Nur wenige Parteien sprechen diese Menschen an, die AfD etwa. In Umfragen kommt sie mittlerweile auf 8,5 Prozent. Aber die Art und Weise ist gefährlich. Bundesjustizminister Heiko Maas bezeichnete die AfD als "rhetorischen Brandstifter". Das Spitzenpersonal der Partei skandiert Sprüche wie "3000 Jahre Europa! 1000 Jahre Deutschland!". Nazi-Jargon.

Eine andere Partei, die von sich behauptet, die Sorgen der Menschen ernstzunehmen, ist die CSU. Auch die fiel auf dieser Mission schon häufig durch bedenkliche Wortmeldungen auf. Aber so populistisch die Parolen der CSU mitunter sein mögen – in der Regel bleibt es bei Parolen. Im Vergleich zur AfD sind die Bayern das deutlich geringere Übel. Denn zu was die AfD mit ihrer wilden Mischung an unberechenbarem Personal imstande ist, ist schwer zu sagen.

Aber die CSU ist eben auch eine räumlich auf ein Bundesland begrenzte Partei. Die AfD dagegen geht in der ganzen Bundesrepublik auf Stimmenfang.

Um der bundesweit im populistischen Sektor konkurrenzlosen AfD den Wind aus den Segeln zu nehmen, hat die "Welt" nun einen bemerkenswerten, sicher aber auch umstrittenen Vorschlag gemacht: Die CSU solle bundesweit antreten, nicht nur in Bayern. "Eine Bundes-CSU wäre für das Land jedenfalls besser als eine rechtsradikale Partei mit zweistelligem Wahlergebnis", heißt es in dem Text.

Dass es Parteien geben muss, die die besorgten Deutschen ansprechen, steht für das Medium außer Frage. "Wer meint, Ängste und Bedenken großer Teile der Bevölkerung übergehen zu können, der überlässt drängende Themen Gruppen, die außerhalb der Demokratie stehen." Wie der AfD. CSU-Chef Horst Seehofer habe diese Gesetzmäßigkeit von Anfang an verinnerlicht.

Die CDU, die Schwesterpartei der CSU, ist ganz offensichtlich nicht in der Lage, diese Menschen anzusprechen. So sehr Parteichefin und Kanzlerin Angela Merkel mitunter die Töne aus Bayern missfallen, so sehr weiß sie auch, wie sie davon profitiert. Denn ihrer CDU fehlt ein eigener starker konservativer Flügel. Wer sich von der CDU nicht verstanden fühlt, findet Gefallen an der CSU. Es bleibt in der (Unions-)Familie.

Nur können bei der nächsten Bundestagswahl wie immer wieder nur die Bayern für die CSU stimmen. In den übrigen 15 Bundesländern muss es die CDU richten. Ob das funktioniert, ist fraglich. In Umfragen fallen ihre Werte gerade täglich.
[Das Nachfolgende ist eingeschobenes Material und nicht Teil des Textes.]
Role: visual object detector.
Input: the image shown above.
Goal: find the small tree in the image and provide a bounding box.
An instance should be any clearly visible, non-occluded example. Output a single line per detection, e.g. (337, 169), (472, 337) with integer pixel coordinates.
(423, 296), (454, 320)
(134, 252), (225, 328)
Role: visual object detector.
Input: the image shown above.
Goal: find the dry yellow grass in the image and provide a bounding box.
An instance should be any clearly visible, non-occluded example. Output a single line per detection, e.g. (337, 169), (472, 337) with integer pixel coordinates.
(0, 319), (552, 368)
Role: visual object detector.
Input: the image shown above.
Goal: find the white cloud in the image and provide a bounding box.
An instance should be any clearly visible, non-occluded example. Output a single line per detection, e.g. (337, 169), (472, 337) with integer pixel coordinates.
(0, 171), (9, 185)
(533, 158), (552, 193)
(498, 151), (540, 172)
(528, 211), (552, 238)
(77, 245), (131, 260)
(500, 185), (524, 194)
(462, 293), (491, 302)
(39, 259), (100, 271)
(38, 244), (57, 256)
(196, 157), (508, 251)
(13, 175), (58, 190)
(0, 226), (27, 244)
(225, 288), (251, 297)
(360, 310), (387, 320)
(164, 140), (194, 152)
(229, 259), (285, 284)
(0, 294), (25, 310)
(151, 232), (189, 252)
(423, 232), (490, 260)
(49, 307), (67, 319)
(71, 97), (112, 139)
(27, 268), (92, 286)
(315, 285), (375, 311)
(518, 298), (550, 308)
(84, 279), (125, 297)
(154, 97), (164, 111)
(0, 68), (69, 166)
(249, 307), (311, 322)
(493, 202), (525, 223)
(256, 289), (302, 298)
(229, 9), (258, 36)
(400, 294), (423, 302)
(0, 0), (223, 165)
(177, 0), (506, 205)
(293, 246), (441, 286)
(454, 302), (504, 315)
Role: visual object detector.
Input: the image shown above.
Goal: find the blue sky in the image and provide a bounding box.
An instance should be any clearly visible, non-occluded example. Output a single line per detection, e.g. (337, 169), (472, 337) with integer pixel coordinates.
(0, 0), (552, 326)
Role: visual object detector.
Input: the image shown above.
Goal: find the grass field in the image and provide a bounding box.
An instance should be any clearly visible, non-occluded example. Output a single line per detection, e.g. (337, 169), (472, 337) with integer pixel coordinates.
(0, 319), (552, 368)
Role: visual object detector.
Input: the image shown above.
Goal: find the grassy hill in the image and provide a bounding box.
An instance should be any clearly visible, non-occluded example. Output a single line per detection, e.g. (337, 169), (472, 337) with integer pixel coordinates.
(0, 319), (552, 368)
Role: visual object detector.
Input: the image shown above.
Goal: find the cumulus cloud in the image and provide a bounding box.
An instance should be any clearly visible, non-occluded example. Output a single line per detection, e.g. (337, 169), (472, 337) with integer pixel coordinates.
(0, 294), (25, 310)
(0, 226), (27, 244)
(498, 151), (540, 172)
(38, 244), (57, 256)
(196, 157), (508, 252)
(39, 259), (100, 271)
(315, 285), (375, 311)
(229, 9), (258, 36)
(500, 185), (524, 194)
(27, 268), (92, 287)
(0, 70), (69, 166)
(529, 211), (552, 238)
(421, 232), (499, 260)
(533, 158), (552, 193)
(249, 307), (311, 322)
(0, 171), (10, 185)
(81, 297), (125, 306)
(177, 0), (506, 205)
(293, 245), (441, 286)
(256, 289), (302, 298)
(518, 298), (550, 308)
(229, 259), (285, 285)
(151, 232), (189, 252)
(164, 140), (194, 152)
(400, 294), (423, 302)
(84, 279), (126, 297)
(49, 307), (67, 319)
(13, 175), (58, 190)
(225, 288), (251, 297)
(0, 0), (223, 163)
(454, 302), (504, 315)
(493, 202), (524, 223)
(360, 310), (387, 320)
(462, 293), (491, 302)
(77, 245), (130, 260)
Träte die CSU beispielsweise auch in Hamburg, in Köln und in Dresden an, könnte sie – so die Argumentation der "Welt" – Deutschland einen Gefallen tun. Nämlich den, die Menschen, die gerade nach rechts abdriften, einzufangen, bevor sie bei Parteien wie der AfD landen. Sie wäre sicher auch keine Ideallösung, aber – wie gesagt – mindestens das geringere Übel.

Ob es für CDU so gut wäre, wenn ihr die CSU bundesweit Konkurrenz machen würde, ist dagegen ziemlich fraglich. Gut möglich, dass ihr die CSU den ein oder anderen Wähler abnehmen würde. Dass viele bisherige CDU-Anhänger, die konservative Politik wollen, dann der CSU ihre Stimme gäben.
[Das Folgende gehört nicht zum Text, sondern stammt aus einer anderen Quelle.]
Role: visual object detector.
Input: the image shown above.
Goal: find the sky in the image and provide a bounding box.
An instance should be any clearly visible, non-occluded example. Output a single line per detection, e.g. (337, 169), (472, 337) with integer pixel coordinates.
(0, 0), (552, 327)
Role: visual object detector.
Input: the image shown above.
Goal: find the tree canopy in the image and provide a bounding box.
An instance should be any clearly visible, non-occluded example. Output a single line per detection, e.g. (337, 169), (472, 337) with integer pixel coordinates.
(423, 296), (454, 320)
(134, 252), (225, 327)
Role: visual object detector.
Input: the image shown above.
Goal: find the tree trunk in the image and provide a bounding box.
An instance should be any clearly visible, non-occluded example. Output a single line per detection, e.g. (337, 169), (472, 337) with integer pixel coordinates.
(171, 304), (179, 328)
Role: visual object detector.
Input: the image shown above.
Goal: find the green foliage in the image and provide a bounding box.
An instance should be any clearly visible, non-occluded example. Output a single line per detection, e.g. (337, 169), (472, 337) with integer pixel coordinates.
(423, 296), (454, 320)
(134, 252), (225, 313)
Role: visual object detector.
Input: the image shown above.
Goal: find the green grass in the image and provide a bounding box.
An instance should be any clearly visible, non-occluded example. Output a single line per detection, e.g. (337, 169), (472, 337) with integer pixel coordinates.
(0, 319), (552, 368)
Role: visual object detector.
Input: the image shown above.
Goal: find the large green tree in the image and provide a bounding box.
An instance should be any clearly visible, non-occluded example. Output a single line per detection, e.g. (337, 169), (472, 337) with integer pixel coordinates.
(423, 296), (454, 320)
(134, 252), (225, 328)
Die CDU könnte dann eine ähnliche Erfahrung machen, wie sie die SPD mit der Linken gemacht hat. Die ist der wohl wichtigste Grund dafür, dass die Sozialdemokraten seit langem in Umfragen nicht mehr über 25 Prozent hinauskommen. Denn wer linke Politik will, wählt oft lieber das linke Original.